While long-term health assessments have to follow subjects for years and decades after the wildfires, Chen said that preliminary work is already revealing high costs to public health. Research Chen conducted in collaboration with Columbia University — which has access to records of New York City’s near real-time emergency system asthma visits — detected a 44-percent increase in asthma syndrome visits across all age groups during the days when smoke blanketed the city.

“Climate change is making forest fires worse by extending the length of the fire season, making the weather warmer and drier,” Block-Munguia said. “But also, fires contribute to climate change.” 

Per Block-Munguia, fires kickstart a vicious cycle: they release significant amounts of CO2 into the atmosphere, which compounds global warming effects and contributes to drier, less predictable weather conditions.

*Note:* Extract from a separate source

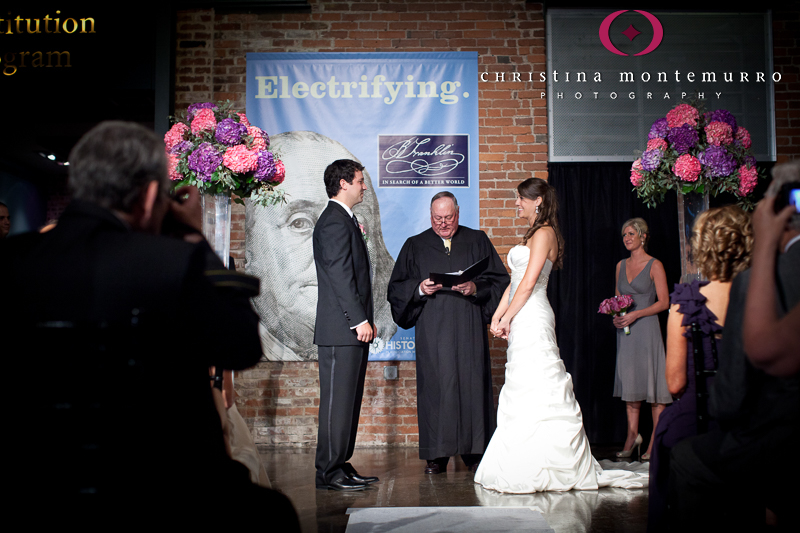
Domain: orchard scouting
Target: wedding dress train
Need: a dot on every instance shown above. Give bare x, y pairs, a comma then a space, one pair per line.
540, 443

Plants — which rely on CO2 for photosynthesis — could also grow in excesses due to this increase in CO2 release, making them more vulnerable to catching fire.

Even so, he added that fossil fuels remain the overwhelming contributor to PM 2.5 exposure, and enable some of the climate change-related effects responsible for last year’s wildfires. In 2019, PM 2.5 was responsible for 4.1 million global deaths — roughly 1 million of which were caused by fossil fuel combustion, according to Block-Munguia. By comparison, that smoke was responsible for 0.2 million deaths, Block-Munguia said.

Despite its forest growth and natural resources, Canada has been lagging behind peer nations in climate mitigation efforts, Block-Munguia added. He cited recent reports that revealed chronically underreported CO2 emissions from the nation’s oil centers.

According to the panelists, last year’s El Niño cycle likely compounded the scale of the Canadian wildfires. El Niño, during which a warm Pacific Ocean shifts the flow of jet streams, often leads to drier, hotter weather across the Pacific Northwest — perfect conditions for a wildfire, Marlon said. Marlon added that Canada might not expect fires of last year’s size for at least another five to seven years.
Roughly 7,300 forest fires burn through Canada each year.